NEWS HUB
Mental Health Awareness Week 2021: our pledge to take action in the fight for mental health support

It’s Mental Health Awareness Week, an annual week-long event providing an opportunity for the public to talk about all aspects of mental health, and start conversations about the things in our daily lives that can affect it. With mental health charities reporting that in any given week, one in six of us will experience a common mental health problem, while one in four will experience a mental health problem of some kind each year, there’s never been a more urgent moment to address our collective mental health and wellbeing.

At the Maya Centre, we’re renewing our commitment to providing a safe space for women on the margins who have experienced mental health issues, ensuring they have access to inclusive and accessible counselling that will set them on a path to recovery and resilience.

Awareness is a hugely important step in helping to facilitate discussions about mental health and increasing understanding of mental health conditions. Whether we’re sparking dialogue on social media and holding virtual fundraisers, or lobbying our policy-makers for properly funded mental health services, every action, no matter how big or small, helps move the conversation forward.

But awareness is just the starting point. It is action that really drives change. At the Maya Centre, that takes the form of talking and creative therapies.

Free counselling at the Maya Centre

The Maya Centre is a small community-based charity in Islington providing a free counselling service for women who have experienced mental health issues, trauma and gender-based violence, including domestic violence, physical abuse or childhood sexual abuse and harmful traditional practices.

It is a multi-ethnic women-only counselling service, managed and governed by a team of professional women.

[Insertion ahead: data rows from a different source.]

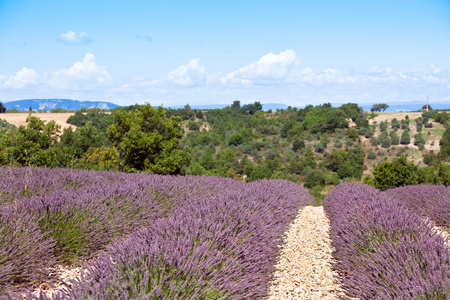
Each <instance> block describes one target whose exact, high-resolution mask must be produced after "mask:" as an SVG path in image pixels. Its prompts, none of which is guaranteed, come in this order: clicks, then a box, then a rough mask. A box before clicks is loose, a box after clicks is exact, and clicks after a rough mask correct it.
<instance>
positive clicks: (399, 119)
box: [369, 111, 422, 124]
mask: <svg viewBox="0 0 450 300" xmlns="http://www.w3.org/2000/svg"><path fill="white" fill-rule="evenodd" d="M377 114H378V116H377V117H375V118H374V119H372V120H370V121H369V122H370V124H373V121H377V124H380V122H381V121H386V120H388V121H391V120H392V119H393V118H397V119H398V120H401V119H404V118H405V117H406V116H408V117H409V119H410V120H414V119H417V118H418V117H421V116H422V112H421V111H420V112H395V113H377Z"/></svg>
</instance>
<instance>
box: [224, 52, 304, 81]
mask: <svg viewBox="0 0 450 300" xmlns="http://www.w3.org/2000/svg"><path fill="white" fill-rule="evenodd" d="M299 62H300V59H299V58H298V57H297V54H296V53H295V51H294V50H286V51H282V52H280V54H273V53H269V54H266V55H264V56H263V57H261V58H260V59H259V60H258V61H257V62H254V63H251V64H249V65H246V66H245V67H242V68H240V69H239V70H237V71H234V72H232V73H229V74H227V75H225V76H224V77H222V78H221V81H222V83H224V84H227V83H231V84H244V85H250V84H256V85H266V84H269V85H270V84H277V83H281V82H283V81H285V80H286V78H287V77H288V76H289V75H290V73H291V71H292V69H293V68H294V67H295V66H296V65H298V64H299Z"/></svg>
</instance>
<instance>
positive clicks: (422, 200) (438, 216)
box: [384, 184, 450, 230]
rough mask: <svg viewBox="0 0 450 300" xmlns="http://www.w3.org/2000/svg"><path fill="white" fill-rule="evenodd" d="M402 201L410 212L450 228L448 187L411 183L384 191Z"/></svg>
mask: <svg viewBox="0 0 450 300" xmlns="http://www.w3.org/2000/svg"><path fill="white" fill-rule="evenodd" d="M384 193H385V194H387V195H388V196H390V197H392V198H395V199H396V200H398V201H399V202H401V203H403V204H404V205H405V206H406V207H407V208H408V209H409V210H410V211H411V212H412V213H415V214H418V215H420V216H422V217H425V218H429V219H430V220H431V221H433V222H435V223H436V225H439V226H442V227H445V228H446V229H447V230H448V229H450V189H449V188H448V187H446V186H443V185H424V184H420V185H411V186H403V187H398V188H395V189H390V190H387V191H385V192H384Z"/></svg>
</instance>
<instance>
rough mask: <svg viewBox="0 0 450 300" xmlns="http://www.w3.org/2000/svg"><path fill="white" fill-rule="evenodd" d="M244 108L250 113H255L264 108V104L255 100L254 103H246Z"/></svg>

Their counsellors are all female, qualified and experienced, and are well-supported through supervision and professional development. Through one-to-one and group therapy sessions, they work with women whose mental health has been harmed by gender-based violence or abuse, trauma, neglect and deprivation; often complex, multi-layered experiences.

Our work is about enhancing emotional wellbeing and developing a healthier society, including increasing the functioning, resilience, connections and education of women at risk in our community.

A safe space

We provide a safe space for women to come to terms with what has happened to them, find their ‘voice’ and learn healthier ways to relate to themselves and others. As result, we enable women to break the cycle of abuse for themselves and their children, to become more resilient and develop the skills and confidence to have a better life.

The services we offer support women to alleviate their stress factors, which leads to them being better able to engage in community activities in Islington and surrounding boroughs and improve relationships with children and family. The women we support are more willing to both talk about and report abuse or recognise abuse is happening, therefore, reducing the likelihood of remaining or re-entering in abusive relationships.

A new direction

During the Covid-19 pandemic, we closed our central office to reduce social contact and transferred all of our one-to-one counselling services to the telephone or live video. The remote approach is offered by phone or on-line video-conferencing. By phone the Maya Centre use a VOIP (internet based) telephone service which service users can access via a landline or mobile. The Maya Centre use this service because it is secure and gives anonymity as staff do not need to share private numbers.

During this period, we are using our learning to develop our services in the following ways:

  • In the wake of Covid-19 and subsequent lockdowns, making the most flexible offer we can to women who may not be able to leave their homes – so that they will have the choice of face-to-face or remote therapy.
  • Recognising that for a significant minority of women, remote/online therapy may actually be preferable – e.g. for those who have mobility or childcare responsibilities, for those with language/social anxiety, or for those who  find face-to-face appointments/waiting rooms overwhelming as they encounter therapy for the first time.
  • Taking a community development approach to mental health, in which we actively seek out more isolated women who may benefit from an intercultural/psycho-education approach both face-to-face and online, and work with them to explore their own route into psychological support.
  • To keep reflecting on our own position vis-a-vis women’s mental health and wellbeing: what this means for self-identified women, for our service-users and staff and how we actively  consider inclusion and diversity as key facets to women’s resilience and voice.